Craig, Democratic super-lobbyist Tony Podesta and Republican strategist Vin Weber were initially roped into special counsel Robert Mueller's collusion probe before he referred their case to prosecutors in New York, Sputnik reported. On Sunday, the Washington Post reported that federal investigators had "stepped up" the investigation into Craig.
After Mueller handed the investigation to the United States Attorney for Southern District of New York's in April 2018, critics alleged that Mueller didn't bring down indictments himself because they didn't align with the goal of taking down Donald Trump.

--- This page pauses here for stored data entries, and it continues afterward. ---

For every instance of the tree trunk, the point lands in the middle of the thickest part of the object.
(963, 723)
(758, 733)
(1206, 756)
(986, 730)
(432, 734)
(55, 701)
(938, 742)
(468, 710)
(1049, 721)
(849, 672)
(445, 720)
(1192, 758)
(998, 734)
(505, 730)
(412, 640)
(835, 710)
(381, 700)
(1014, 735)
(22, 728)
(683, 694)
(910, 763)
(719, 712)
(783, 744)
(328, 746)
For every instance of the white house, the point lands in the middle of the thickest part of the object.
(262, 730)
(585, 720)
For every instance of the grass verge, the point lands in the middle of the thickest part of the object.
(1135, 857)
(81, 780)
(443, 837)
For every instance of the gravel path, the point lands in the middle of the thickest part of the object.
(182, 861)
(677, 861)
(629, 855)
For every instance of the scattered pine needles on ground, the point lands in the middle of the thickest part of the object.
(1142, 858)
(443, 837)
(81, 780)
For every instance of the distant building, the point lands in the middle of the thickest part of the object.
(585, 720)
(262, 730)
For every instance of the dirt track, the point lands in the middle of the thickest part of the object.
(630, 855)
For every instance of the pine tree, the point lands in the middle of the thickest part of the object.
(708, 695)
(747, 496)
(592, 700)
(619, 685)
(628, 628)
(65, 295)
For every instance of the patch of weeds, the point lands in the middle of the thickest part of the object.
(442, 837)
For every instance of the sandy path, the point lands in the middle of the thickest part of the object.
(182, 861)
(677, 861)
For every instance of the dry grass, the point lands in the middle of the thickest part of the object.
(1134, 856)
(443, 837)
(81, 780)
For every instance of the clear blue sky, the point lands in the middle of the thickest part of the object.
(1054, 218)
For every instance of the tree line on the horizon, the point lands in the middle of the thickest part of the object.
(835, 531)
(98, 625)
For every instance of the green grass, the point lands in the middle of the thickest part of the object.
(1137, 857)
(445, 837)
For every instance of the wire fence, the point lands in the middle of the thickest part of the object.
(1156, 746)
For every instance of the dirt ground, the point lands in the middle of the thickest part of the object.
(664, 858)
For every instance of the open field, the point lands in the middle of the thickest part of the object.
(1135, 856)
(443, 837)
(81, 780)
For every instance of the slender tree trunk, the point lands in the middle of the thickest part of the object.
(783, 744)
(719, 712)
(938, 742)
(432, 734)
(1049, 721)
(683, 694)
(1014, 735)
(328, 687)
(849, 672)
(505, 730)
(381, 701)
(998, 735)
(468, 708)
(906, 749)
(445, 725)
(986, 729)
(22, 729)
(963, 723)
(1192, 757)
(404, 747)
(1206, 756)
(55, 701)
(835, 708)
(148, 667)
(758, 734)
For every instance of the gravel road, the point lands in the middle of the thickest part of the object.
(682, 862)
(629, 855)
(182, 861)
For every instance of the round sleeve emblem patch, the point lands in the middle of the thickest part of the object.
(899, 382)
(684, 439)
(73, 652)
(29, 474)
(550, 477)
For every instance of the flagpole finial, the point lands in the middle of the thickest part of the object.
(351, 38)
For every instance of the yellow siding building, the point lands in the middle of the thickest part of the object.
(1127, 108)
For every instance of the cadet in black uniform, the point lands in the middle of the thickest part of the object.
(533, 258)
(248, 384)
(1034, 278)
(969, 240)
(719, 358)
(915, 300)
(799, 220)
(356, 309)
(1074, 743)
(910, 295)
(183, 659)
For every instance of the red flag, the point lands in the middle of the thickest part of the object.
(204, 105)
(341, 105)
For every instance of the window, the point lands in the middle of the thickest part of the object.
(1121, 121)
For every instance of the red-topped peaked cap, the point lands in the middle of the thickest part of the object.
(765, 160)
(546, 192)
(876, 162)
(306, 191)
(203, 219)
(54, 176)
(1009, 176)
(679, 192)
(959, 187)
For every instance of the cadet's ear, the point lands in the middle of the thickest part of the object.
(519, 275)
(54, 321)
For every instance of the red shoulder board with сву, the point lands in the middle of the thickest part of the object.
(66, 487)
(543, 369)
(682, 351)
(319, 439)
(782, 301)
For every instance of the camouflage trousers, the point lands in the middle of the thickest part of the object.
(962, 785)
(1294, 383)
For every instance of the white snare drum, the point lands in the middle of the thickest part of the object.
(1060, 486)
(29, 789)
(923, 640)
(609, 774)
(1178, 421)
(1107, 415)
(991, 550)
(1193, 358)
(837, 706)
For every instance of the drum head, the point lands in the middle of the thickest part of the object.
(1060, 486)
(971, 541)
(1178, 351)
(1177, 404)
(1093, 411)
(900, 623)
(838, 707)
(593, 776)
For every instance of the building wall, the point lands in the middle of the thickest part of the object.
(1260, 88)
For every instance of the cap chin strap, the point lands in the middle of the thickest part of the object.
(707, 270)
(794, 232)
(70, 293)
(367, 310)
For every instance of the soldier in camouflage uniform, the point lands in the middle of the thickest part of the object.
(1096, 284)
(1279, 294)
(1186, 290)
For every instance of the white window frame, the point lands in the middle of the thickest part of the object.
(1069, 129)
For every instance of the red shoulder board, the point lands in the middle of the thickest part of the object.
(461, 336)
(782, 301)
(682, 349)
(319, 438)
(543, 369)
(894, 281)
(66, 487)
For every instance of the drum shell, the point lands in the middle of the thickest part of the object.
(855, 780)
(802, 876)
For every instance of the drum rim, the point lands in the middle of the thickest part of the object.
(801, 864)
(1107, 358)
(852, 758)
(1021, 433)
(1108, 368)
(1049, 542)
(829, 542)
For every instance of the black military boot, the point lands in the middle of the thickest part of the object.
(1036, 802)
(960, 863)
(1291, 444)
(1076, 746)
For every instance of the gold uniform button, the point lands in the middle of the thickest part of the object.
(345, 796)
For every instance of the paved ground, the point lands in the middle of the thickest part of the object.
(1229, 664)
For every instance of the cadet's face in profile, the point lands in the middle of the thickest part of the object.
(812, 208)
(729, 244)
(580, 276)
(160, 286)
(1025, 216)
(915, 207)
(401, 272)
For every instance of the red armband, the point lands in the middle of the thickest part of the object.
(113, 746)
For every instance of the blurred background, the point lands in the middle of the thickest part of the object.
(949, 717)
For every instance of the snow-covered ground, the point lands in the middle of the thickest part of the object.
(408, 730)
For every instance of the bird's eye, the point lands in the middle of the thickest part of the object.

For Jim Kavanagh, editor of The Polemicist blog, the latest development is a sign that investigators are trying to make it seem as though they're not just trying to take down Republican-linked individuals, he told Radio Sputnk's Loud & Clear on Monday.
"It is kind of obviously opportunistic and selective persecution," Kavanagh told host John Kiriakou. "It's like laws against jaywalking. Who gets stopped for that? It's only going to be the people the cops want to stop for some other reason." Nevertheless, Craig has yet to be indicted.
Court filings obtained by the Washington Post detail that Craig's former law firm, Skadden, Arps, Slate Meagher & Flom, was paid some $4 million to review to the prosecution of former Ukrainian Prime Minister Yulia Tymoshenko, former Ukrainian President Viktor Yanukovych's rival, in 2012. Through an offshore account, Manafort paid the law firm for a 187-page report on the trial and imprisonment of Tymoshenko.
Tymoshenko was convicted in October 2011 of exceeding her powers as premier while negotiating a 2009 gas contract with Russia. She was sentenced to serve seven years in prison. The Ukrainian politician was later released from jail in 2014.
Attorneys for the former Obama White House counsel maintain that even though Craig wrote the Tymoshenko report, he did not play a role in Manafort's lobbying campaign.
"Mr. Craig never disseminated Skadden's report on the Tymoshenko trial to US government officials, and he did not discuss Skadden's findings with officials in the Executive Branch or the Congress or their staffs," Craig's attorneys told the Post.
"Moreover, Mr. Craig's few media contacts about the report were not part of an effort to promote the report on behalf of a foreign government. As a result, he was not required to register."
Though doubtful that prosecutors will bring charges against Craig, Kavanagh suggested that the legal proceedings would likely lead to an increase in foreign agent registrations as a precaution among the Washington elite. On August 31, prosecutors obtained a guilty plea from longtime DC lobbyist W. Samuel Patten for illegally advancing Ukraine's interests from 2014 to 2017, Sputnik News reported.
"People will hide out for a while, lay low and make sure that they've submitted their [Foreign Agents Registration Act] registration forms," the editor said, before predicting that fears would die down, and things would revert back after some time.
"If we're going to be serious about policing relationships between lobbyists and foreign regimes, we're going to have to do a lot more than this," Kavanagh added, emphasizing the importance of being consistent in the application of the law.